Algorithm to factorize matrix whose many rows are already of upper triangular form?

Question

I have a matrix whose many rows are already in the upper triangular form.

$$\begin{bmatrix} x_{11} & x_{12} & x_{13} & x_{14} & x_{5} \\ 0 & x_{22} & x_{23} & x_{24} & x_{25} \\ 0 & 0 & x_{23} & x_{34} & x_{35} \\ 0 & 0 & 0 & 0 & x_{45} \\ x_{51} & x_{52} & x_{53} & x_{54} & x_{55} \\ x_{61} & x_{62} & x_{63} & x_{64} & x_{65} \end{bmatrix}$$

Let me take an example to show that the function scipy.linalg.lu from package Scipy does not take advantage of this special structure. Here B is a copy of A with the elements below the main diagonal zeroed.

import numpy as np
import scipy.linalg as la
import time
A = np.random.randint(100, size=(10000, 10000))
B = np.triu(A, 0)

start = time.time()
(P, L, U) = la.lu(A)
end = time.time()
print('Time to decompose A =', end - start)

start = time.time()
(P1, L1, U1) = la.lu(B)
end = time.time()
print('Time to decompose B =', end - start)

The result is

Time to decompose A = 5.622066497802734
Time to decompose B = 5.322663068771362

Because my square matrix is of very large dimension and this procedure is repeated thousands of times. I would like to ask for a method (or references) to make use of this special structure to reduce the computational complexity.

Thank you so much for your help!

Answer 1

I believe you can accomplish what you want efficiently using the recursive LU algorithm. In brief, recursive LU on a $M \times N$ matrix $A$ proceeds by partitioning the matrix into 4 blocks: \begin{align} \pmatrix{A_{11} & A_{12} \\ A_{21} & A_{22}} &= \pmatrix{L_{11} & 0 \\ L_{21} & L_{22}} \pmatrix{U_{11} & U_{12} \\ 0 & U_{22}} \\ &= \pmatrix{L_{11} U_{11} & L_{11} U_{12} \\ L_{21} U_{11} & L_{21} U_{12} + L_{22} U_{22}} \end{align} Then, the following 4 subproblems must be solved:

(1) $A_{11} = L_{11} U_{11}$ (recursive LU call)

(2) $A_{12} = L_{11} U_{12} \rightarrow U_{12} = L_{11}^{-1} A_{12}$ (TRSM - Level 3 BLAS)

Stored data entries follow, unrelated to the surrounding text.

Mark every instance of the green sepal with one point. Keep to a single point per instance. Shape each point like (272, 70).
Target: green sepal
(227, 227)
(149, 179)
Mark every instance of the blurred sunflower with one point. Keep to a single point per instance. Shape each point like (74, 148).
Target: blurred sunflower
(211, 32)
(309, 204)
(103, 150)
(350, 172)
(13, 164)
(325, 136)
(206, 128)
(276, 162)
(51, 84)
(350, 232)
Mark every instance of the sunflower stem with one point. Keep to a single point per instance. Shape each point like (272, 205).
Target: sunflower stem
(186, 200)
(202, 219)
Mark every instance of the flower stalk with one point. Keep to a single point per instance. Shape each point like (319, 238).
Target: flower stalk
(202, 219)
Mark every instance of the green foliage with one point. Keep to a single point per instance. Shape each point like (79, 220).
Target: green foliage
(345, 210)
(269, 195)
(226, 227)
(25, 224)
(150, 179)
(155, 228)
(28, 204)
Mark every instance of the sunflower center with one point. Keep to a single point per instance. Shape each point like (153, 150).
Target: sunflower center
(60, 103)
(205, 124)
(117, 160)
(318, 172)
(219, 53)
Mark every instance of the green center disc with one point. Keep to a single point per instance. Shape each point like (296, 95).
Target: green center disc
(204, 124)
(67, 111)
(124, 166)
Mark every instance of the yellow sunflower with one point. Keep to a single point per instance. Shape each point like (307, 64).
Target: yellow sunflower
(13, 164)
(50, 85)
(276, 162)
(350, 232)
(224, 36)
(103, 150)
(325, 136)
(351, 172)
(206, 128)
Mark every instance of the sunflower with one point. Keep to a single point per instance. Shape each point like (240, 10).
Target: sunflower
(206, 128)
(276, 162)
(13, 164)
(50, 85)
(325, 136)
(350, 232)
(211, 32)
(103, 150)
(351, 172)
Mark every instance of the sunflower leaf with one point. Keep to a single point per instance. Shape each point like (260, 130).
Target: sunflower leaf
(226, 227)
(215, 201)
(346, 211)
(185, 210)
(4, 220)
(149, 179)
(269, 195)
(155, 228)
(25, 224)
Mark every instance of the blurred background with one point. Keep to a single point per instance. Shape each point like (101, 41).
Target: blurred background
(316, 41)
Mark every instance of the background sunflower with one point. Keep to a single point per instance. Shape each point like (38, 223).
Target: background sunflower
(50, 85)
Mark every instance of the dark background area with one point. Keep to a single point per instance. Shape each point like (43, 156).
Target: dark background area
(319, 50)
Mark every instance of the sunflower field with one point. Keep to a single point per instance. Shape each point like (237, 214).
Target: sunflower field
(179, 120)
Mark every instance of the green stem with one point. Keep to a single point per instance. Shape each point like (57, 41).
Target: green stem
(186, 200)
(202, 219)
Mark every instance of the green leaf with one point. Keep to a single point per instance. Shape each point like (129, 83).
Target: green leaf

(3) $A_{21} = L_{21} U_{11} \rightarrow L_{21} = A_{21} U_{11}^{-1}$ (TRSM - Level 3 BLAS)

(4) $A_{22} = L_{21} U_{12} + L_{22} U_{22} \rightarrow A_{22} - L_{21} U_{12} = L_{22} U_{22}$ (GEMM followed by recursive LU call)

Now normally for recursive LU, you pick the partition so that $A_{11}$ has $N/2$ columns. However, for your specialized matrix, you should pick $A_{11}$ to be a square upper triangular matrix. So basically just pick $A_{11}$ so that you cut off the trapezoidal part of the matrix, and then pick $A_{12}$ to be that extra rectangle completing the trapezoid. If you do this, then you immediately know that $L_{11} = I$ and $U_{11} = A_{11}$ and $U_{12} = A_{12}$. Then all that remains to do is steps 3 and 4:

(3) $L_{21} = A_{21} U_{11}^{-1}$ (TRSM)

(4) $A_{22} - L_{21} U_{12} = L_{22} U_{22}$ (GEMM and then use any standard LU routine, e.g. LAPACK or scipy or whatever)

If you want to also implement pivoting, then it is possible to modify the above steps to allow pivoting.